A technology roadmap is structured around your business workflow and goals and rooted in process, priorities and productivity. What do you want to achieve as a business and how can technology help you get there?
It begins with an assessment of your IT system’s strengths and weaknesses. What’s working? Where are the bottlenecks? Lay out your IT system graphically including all the connectedness, bottlenecks and opportunities for improvement. Consider all aspects of your business like process and efficiency, customer service, data security and employee business communications.

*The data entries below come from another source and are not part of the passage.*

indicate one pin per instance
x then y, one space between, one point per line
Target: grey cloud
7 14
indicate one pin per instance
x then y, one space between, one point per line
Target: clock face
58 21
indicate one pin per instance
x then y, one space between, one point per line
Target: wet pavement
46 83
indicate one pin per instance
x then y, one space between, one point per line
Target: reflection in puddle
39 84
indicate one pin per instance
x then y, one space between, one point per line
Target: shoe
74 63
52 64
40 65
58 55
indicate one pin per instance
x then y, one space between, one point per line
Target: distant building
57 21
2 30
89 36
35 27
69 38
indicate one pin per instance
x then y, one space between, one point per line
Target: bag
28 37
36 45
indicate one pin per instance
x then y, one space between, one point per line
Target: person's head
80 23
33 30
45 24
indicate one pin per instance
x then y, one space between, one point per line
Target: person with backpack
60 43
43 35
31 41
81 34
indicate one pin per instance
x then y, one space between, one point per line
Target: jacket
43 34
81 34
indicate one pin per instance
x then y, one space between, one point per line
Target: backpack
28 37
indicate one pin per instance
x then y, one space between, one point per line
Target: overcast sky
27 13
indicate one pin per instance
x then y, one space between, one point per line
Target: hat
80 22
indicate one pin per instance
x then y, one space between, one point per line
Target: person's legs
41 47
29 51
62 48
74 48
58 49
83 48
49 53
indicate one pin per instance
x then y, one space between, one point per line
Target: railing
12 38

If you’ve been adding technology as a band-aid to quickly solve problems, creating a technology roadmap can move you to a more planful state. “Many businesses don’t have a plan for technology acquisition. They traditionally add technology as a means of addressing an immediate problem, which can set the stage for future problems (i.e. roadblocks),” says blogger Peter Alexander is this article for Entrepreneur Magazine.
Now, it gets messy before it gets streamlined. Take your current technology diagram (it’s not a technology roadmap just yet) and ideas gathered in the process phase and sit down with your IT provider. Ask:
1. What is the technology solution for each business goal/ challenge we have?
2. What is the ideal order of integration of these technologies? Do some build on others? Can you get improvements in multiple areas from one technology upgrade (i.e. customer service and process efficiencies combined)?
3. What is the length of time required for implementation? And what time of year that is optimal for implementation?
4. What other factors are involved? For example, who in your business needs to dedicate time to any specific technology enhancement, who and what processes are affected, etc.
5. What is our priority to reach our long-term goal? Our short-term, possibly higher-risk/ higher-reward, goal?
6. What does each solution cost in terms of hardware, software, tech support, employee productivity? Put a price range on it!
By consolidating these elements — solutions, order, timing, level of involvement required by business leaders/employees, long and short-term goals and price – you can evaluate and set priorities. CSI Onsite’s techs are also information architects who specialize in business workflow and technology roadmapping. They can offer insight and expertise throughout this process so everyone is on board with the roadmap and understands the reasoning, process and logistics behind it.
Now that your business is officially roadmapped and wired to your business goals, you can move into proactive mode. This mode recognizes that the speed of business and technology present an ever changing landscape. And it asserts that if you have a solid relationship with your IT provider, you can make technology-related decisions with confidence.
Your technology roadmap also allows you to stay on the path to reach long-term goals and veer off-path to take some calculated risks to push your business into growth mode and/or maintain your competitive advantage. Ultimately, with your map in place, your business now operates with a focus on productivity and growth. Happy mapping!